続けて橋下氏は「維新のメンバーで、僕のこと今『ホント、あいつだけは日本から放り出せ』というぐらいの勢いで怒り狂ってる」と明かし、党内からの強い反発があることを率直に認めた。この発言は会場の笑いを誘ったものの、維新創設者と現在の党幹部との関係が修復不可能なほど悪化している深刻さを物語っている。
メディア側の立場を強調
橋下氏はさらに自身の立場について「僕はメディア側の立場なので、維新であろうがどこの政党であろうが」と説明し、中立的な批判者としての姿勢を強調した。「今回の件に関しても藤田さんにも吉村さんにも一切、連絡したらおかしくなっちゃうからね。僕はメディアから『これはおかしい、おかしい』と言い続けます」と述べ、かつての盟友に対しても容赦しない姿勢を見せた。
この発言は橋下氏が維新の「創設者」でありながら、現在は完全に外部の立場から党を批判していることを示している。政治評論家として活動する橋下氏にとって、維新への忖度は信頼性を損なう要因と考えているとみられる。
党内の反応と今後の影響
この騒動を受けて、党内からは様々な反応が出ている。SNS上では多くの声が上がっている。
「橋下さんの批判は的確だと思う。身を切る改革を掲げる党なのに矛盾してる」
「創設者なのに維新を批判するのはおかしい。党を混乱させてるだけじゃないか」
「政治とカネの問題は厳しく追及すべき。橋下さんは正しいことを言ってる」
「維新の内輪もめにはうんざり。もっと政策で勝負してほしい」
「メディア側の立場って言うけど、影響力は計り知れないよね」
維新内部では橋下氏への批判が高まっている一方で、藤田氏の疑惑そのものへの疑問の声も根強い。11月4日の記者会見で藤田氏は「今後は当該企業には発注しない」と表明したが、過去の行為についての明確な釈明は避けたままだ。

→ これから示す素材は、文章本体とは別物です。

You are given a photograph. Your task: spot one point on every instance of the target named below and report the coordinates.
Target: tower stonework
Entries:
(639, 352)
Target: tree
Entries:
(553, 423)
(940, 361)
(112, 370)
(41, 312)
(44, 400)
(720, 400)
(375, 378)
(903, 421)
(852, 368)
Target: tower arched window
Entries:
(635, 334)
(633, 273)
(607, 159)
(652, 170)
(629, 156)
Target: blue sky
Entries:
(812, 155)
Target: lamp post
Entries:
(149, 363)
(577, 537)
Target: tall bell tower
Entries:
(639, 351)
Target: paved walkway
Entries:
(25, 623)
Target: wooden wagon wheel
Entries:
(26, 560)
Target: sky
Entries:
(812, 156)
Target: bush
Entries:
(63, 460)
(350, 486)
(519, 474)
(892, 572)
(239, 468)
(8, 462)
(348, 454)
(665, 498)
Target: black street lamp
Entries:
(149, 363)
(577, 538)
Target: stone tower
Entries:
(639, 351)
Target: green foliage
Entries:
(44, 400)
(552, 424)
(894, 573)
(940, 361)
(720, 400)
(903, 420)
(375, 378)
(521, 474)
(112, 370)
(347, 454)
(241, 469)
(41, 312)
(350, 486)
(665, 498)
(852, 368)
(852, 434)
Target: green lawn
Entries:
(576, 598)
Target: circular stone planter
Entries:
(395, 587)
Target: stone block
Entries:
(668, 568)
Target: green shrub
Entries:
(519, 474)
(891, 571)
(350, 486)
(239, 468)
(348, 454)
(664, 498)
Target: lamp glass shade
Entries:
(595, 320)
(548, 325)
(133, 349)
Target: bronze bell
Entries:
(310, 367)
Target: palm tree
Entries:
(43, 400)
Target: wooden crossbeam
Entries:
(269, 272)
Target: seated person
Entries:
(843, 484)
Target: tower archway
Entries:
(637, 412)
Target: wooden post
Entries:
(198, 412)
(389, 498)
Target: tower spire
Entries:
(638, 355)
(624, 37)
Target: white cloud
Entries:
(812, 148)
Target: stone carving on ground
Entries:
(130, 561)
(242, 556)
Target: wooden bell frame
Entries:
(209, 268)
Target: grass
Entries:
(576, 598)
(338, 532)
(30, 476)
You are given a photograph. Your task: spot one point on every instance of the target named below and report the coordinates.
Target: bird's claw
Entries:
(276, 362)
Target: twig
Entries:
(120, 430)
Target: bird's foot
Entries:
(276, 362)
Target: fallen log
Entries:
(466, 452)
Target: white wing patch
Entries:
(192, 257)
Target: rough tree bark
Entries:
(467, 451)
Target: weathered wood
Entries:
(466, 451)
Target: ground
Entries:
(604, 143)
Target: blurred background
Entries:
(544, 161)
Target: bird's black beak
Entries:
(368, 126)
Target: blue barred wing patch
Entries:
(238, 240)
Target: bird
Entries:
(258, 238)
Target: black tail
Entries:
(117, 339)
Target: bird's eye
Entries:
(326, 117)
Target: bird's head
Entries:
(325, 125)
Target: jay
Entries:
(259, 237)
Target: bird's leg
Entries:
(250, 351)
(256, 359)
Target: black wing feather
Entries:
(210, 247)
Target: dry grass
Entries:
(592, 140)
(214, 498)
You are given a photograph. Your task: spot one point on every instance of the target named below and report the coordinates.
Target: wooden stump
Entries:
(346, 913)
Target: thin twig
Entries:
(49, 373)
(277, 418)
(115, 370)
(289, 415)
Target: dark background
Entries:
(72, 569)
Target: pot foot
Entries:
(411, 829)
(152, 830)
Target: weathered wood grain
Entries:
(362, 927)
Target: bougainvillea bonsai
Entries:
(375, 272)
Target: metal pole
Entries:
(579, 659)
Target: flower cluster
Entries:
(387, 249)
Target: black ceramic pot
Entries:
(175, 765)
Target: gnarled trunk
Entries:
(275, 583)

国民民主党の足立康史元衆院議員(現在維新を離党)は「橋下氏の批判はレベルが低い」と反論するなど、維新関係者の間でも見方が分かれている。しかし橋下氏の影響力は依然として大きく、党のイメージダウンは避けられない状況だ。
連立政権への影響も
この問題は自民党との連立協議にも影響を与えている。維新は「身を切る改革」を掲げて議員定数削減を強く主張してきたが、幹部による公金の不透明な使用が明らかになったことで説得力を失いつつある。高市早苗首相も維新との連携に慎重な姿勢を見せており、政権運営への影響も懸念される。
橋下氏は「身を切る改革は大虚構になる。定数削減も社会保障改革も止まる」とSNSで警告しており、維新の看板政策にも疑問を呈している。党の根幹となる理念が揺らぐ中、吉村洋文代表の指導力が問われている。